We present an HIV-negative patient with a chronically relapsing cryptococcal meningitis caused by C. neoformans, revealing a diagnostic delay of almost 2 years. Diagnosis was hampered by the relatively mild symptoms and a spontaneous recovery after extensive (negative) diagnostic work-up. In retrospect, the elevated CSF opening pressure in May 2015, combined with a leukocytosis, elevated protein and unexplained leptomeningeal abnormalities on MRI should have raised suspicion of cryptococcal meningitis. However, due to its relative low incidence in immunocompetent patients, cryptococcal meningitis is easily overlooked. In a Chinese study, only 11 out of 126 (9%) HIV-negative patients with cryptococcal meningitis had an underlying immune system disease. In the same study, while diagnostic delays of 30–90 days were common (66 out of 126 patients), only 12 out of 126 (10%) patients had a diagnostic delay > 90 days [1].

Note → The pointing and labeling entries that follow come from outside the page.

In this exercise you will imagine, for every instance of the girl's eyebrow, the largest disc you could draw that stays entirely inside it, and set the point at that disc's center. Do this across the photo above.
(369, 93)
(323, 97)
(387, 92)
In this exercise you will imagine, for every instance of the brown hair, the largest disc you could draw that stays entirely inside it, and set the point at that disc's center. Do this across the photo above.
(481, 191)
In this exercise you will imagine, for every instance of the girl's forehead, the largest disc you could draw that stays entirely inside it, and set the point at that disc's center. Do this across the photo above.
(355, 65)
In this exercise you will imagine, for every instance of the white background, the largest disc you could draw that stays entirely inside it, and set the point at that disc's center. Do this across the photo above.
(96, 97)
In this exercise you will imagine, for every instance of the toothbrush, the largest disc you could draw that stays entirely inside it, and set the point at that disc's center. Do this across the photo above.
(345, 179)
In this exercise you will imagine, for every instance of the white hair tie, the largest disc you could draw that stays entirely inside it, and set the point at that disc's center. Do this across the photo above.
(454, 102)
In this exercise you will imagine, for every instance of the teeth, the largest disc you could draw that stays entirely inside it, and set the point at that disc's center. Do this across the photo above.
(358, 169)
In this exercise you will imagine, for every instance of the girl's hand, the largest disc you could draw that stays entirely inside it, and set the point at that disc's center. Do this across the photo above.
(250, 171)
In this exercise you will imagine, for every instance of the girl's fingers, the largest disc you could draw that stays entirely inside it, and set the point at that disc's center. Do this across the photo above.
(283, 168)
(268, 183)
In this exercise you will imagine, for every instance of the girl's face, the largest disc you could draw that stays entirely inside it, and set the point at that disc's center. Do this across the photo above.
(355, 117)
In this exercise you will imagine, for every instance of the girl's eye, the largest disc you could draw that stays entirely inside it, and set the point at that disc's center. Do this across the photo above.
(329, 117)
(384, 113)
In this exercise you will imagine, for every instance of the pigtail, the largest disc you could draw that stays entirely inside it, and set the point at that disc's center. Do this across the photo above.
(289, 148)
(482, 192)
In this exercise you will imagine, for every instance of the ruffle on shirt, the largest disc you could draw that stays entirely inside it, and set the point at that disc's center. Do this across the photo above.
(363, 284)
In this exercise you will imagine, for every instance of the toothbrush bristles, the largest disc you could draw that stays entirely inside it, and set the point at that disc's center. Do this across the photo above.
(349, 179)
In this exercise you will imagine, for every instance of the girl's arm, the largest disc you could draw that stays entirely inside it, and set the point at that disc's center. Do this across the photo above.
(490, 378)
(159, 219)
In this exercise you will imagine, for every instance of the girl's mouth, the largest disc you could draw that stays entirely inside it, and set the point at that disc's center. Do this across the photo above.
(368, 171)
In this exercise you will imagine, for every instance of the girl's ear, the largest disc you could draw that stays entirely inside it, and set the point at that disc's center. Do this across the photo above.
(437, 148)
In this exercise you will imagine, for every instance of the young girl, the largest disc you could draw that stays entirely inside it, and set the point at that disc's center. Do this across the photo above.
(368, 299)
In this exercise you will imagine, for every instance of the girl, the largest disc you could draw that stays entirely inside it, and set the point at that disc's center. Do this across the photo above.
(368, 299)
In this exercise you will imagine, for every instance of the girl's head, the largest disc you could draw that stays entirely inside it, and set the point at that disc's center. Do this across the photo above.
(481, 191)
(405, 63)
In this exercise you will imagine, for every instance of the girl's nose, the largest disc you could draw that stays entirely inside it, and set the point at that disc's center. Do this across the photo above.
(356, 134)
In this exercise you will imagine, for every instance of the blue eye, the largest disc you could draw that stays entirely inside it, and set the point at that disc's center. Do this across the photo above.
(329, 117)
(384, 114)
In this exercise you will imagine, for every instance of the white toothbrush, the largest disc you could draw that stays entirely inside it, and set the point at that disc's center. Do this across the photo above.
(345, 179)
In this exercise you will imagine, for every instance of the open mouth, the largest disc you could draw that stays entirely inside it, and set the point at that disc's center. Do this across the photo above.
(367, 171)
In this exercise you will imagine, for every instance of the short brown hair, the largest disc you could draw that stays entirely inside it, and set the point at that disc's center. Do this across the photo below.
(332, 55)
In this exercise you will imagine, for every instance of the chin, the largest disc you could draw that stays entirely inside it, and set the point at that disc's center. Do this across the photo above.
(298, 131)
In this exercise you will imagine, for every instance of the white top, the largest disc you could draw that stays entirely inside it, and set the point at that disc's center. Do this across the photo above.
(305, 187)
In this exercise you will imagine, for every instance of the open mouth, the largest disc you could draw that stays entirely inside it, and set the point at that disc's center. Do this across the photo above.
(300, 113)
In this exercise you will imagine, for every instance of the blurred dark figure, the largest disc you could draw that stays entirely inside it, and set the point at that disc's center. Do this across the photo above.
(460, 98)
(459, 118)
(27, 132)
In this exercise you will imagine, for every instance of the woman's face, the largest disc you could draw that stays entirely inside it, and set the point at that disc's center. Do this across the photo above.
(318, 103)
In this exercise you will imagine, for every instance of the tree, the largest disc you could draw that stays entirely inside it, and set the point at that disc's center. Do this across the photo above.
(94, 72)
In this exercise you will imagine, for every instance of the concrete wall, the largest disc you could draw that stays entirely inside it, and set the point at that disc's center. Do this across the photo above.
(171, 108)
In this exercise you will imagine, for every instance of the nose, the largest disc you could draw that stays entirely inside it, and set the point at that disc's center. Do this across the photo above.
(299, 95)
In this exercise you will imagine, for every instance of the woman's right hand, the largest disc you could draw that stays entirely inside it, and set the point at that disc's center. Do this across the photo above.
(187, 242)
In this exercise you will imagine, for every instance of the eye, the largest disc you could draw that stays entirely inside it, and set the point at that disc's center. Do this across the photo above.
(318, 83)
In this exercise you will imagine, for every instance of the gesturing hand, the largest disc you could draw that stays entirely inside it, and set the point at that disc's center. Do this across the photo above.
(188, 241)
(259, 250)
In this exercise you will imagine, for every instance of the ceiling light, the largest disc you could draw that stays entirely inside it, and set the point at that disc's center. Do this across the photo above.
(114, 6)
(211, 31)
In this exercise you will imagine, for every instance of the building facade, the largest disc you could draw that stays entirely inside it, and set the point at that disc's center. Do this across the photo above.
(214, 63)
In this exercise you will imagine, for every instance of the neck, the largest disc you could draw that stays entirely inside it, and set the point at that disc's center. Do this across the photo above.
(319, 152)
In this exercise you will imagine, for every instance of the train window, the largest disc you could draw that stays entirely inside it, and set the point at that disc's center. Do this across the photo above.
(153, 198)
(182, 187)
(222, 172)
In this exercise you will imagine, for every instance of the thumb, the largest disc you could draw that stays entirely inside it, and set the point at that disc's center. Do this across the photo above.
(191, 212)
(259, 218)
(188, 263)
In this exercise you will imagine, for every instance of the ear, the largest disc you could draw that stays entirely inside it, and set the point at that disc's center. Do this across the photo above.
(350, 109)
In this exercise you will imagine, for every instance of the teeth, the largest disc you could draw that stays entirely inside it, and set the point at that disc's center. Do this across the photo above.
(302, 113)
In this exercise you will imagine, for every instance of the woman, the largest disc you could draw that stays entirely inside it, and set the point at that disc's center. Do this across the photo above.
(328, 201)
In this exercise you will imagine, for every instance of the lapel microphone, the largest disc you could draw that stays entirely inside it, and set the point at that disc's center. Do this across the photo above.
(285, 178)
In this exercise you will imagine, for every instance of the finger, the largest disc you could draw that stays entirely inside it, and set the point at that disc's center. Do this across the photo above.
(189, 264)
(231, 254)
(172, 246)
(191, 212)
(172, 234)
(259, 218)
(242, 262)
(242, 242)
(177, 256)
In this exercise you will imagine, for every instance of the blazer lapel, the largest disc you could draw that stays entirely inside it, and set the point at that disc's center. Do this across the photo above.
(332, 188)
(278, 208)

The importance of CD4 cells for immunity against cryptococci is known from the extensive experience in HIV-positive patients, while the role of MBL against cryptococcal meningitis is less described. In one study, the concentration of MBL was found to be elevated in CSF of HIV-negative patients with cryptococcal meningitis, while its plasma concentrations were normal [6]. Whether this is a result of acute phase response, or whether there is a (protective) role of MBL in the pathogenesis of non-HIV cryptococcal meningitis, and a possible susceptibility to cryptococcal infections in MBL deficient individuals, is unclear. Experimental studies should further elucidate this potential mechanism.

The mild symptoms and spontaneous remission have in our case limited the extent of diagnostics performed. Only one colony was eventually cultured, suggesting a low load, and only the recently introduced CrAg LFA has a sensitivity and specificity > 99%, offering superior sensitivity over culture, microscopy and latex agglutination [7]. In this case, we demonstrated a potential for reduction of time to diagnosis of almost 2 years by performing the antigen test on serum. Interestingly, serum antigen is usually elevated before it can be detected in CSF [8]. We advise the use of a CrAg LFA on both serum and CSF in patients with unexplained meningitis, regardless their immune status, and evaluation of the immune system in case of a positive CrAg LFA.